This is what Brand Loyalty looks like

Editor’s note: I know I don’t write many “stories” on the blog, but today I have a personal example of what brand loyalty looks like and so I thought I’d share.

To start off, I have to confess that I’m one of those people who checks in on my spam folder once every two months or so, just to be sure I don’t miss anything (semi)important.

Imagine my surprise when I saw an email from a company claiming to offer a particular set of very expensive, high-quality WordPress plugins for a pittance of what the actual company charges its subscribers, of which I am one.

Now, this type of “save a ton of $$$” email is normally the sort of thing that sends up a ‘scammer’ red flag, and so I’m generally predisposed to ignore it. But they way it was worded, these developers tried to make it sound like a legitimate fork of a set of plugins that I use and love everyday. (WPMU DEV if you’re curious. Not an affiliate link, I don’t do those.)

I’d never heard of these developers before. Had no idea of their level of expertise. If they were previously part of the company. If this was an OpenOffice vs. LibreOffice thing that was suddenly exploding into view, or what.

It must be said that I’m not really a developer at all. I’m a marketer who has cultivated a sustained flirtation with coding that makes me just knowledgeable enough to know when I need to run and find a real developer for help.

 

Regardless of my lack of expertise, my first response to this email wasn’t the normal “meh, scammer” feeling I get when someone tries to sell me a flawed bill of goods. Instead, I was outraged.

Instead of thinking of the hundreds of dollars I stood to save in the long run (which is what they hoped in sending me that email) I was furious at the idea that they would steal the hard work of a brand I trust, and potentially cut the funding out from under a company I’ve grown to rely on the last few years.

I was incensed that they had the audacity to somehow fish my name up as a subscriber and reach out to me, pleased as punch, to tout their theft.

And so, instead of ignoring that particular piece of spam, I went into full internet sleuth mode to find out who these people were, so I could deliver a paper trail to the actual developers before any damage could be done.

 

I can report with delight and a small amount of schadenfreude, their website was already taken down due to a “mistake” in the way they advertised.

 

I use WPMU DEV plugins because they are well-coded and their team is responsive, reliable, and an overall delight. That is not something a highly-discounted “fork” can hope to emulate, and by starting their business this way, those other developers have shredded any trust I might have for whatever they might decide to do in the future.

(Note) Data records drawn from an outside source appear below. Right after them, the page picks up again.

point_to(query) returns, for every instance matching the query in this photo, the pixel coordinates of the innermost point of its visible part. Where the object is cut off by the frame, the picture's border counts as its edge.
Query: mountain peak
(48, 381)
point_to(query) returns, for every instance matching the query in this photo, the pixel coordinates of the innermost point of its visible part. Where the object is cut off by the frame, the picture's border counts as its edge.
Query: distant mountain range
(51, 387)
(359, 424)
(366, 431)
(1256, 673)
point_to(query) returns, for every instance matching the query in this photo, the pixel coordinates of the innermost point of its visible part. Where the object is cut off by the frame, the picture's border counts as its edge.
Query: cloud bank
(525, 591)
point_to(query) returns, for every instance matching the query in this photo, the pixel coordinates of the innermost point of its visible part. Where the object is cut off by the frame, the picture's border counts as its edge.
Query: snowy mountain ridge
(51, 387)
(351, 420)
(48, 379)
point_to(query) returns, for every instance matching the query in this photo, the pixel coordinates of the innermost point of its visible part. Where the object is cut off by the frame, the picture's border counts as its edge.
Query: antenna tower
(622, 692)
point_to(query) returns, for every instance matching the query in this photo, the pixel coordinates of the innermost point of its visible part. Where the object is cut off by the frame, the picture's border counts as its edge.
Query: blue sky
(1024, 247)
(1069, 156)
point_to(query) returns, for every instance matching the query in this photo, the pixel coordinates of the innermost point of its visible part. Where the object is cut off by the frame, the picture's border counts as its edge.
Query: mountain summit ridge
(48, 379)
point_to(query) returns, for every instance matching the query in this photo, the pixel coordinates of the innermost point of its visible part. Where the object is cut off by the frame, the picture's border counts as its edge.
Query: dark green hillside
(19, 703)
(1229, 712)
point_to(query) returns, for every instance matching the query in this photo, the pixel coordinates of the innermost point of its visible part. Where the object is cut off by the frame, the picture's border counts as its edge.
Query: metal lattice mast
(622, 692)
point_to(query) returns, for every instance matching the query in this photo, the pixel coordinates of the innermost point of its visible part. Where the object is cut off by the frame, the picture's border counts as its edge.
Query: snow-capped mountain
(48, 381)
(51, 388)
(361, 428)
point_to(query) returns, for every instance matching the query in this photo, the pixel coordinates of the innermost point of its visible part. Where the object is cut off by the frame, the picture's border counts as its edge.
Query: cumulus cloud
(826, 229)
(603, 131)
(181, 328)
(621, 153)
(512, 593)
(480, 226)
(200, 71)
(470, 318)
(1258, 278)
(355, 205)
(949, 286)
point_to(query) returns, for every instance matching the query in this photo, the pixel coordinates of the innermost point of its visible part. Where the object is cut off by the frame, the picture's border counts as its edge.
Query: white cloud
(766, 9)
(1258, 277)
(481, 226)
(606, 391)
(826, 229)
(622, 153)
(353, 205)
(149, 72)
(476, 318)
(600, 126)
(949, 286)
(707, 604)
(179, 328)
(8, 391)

TLDR; Brand loyalty is being so angry that someone is creating knockoffs of a product or service you use that you’d go out of your way to find and report the the fraud to protect the livelihood of people you’ve never met in real life.

What can your company do to inspire that kind of brand loyalty in people who buy from you?

  1. Be authentic. WPMU DEV has a specific voice in the WordPress community, and they’ve built their brand on a playful, down-to-earth style of communicating that is easy to trust.
  2. Be responsive. Whenever I’ve reached out with a question or concern, I got my answer the same day. For really complex issues, they’ve worked with me steadily until it was resolved.
  3. Be delightful. In a world full of internet trolls, convoluted sign-up forms, and annoyingly elusive support, WPMU DEV is a beacon of friendly helpfulness. They have how-to guides, an active forum, and a great community.

And here’s the thing: I didn’t even realize how attached I was, until this random spammer showed up to try to lure me away.

I buy from a lot of different companies and vendors, and rarely do I get protective or feel any real sense of loyalty to one brand versus another, so this has been particularly informative for me. And if you’re in the process of building a brand for yourself or your company, I hope it’s been informative to you, as well.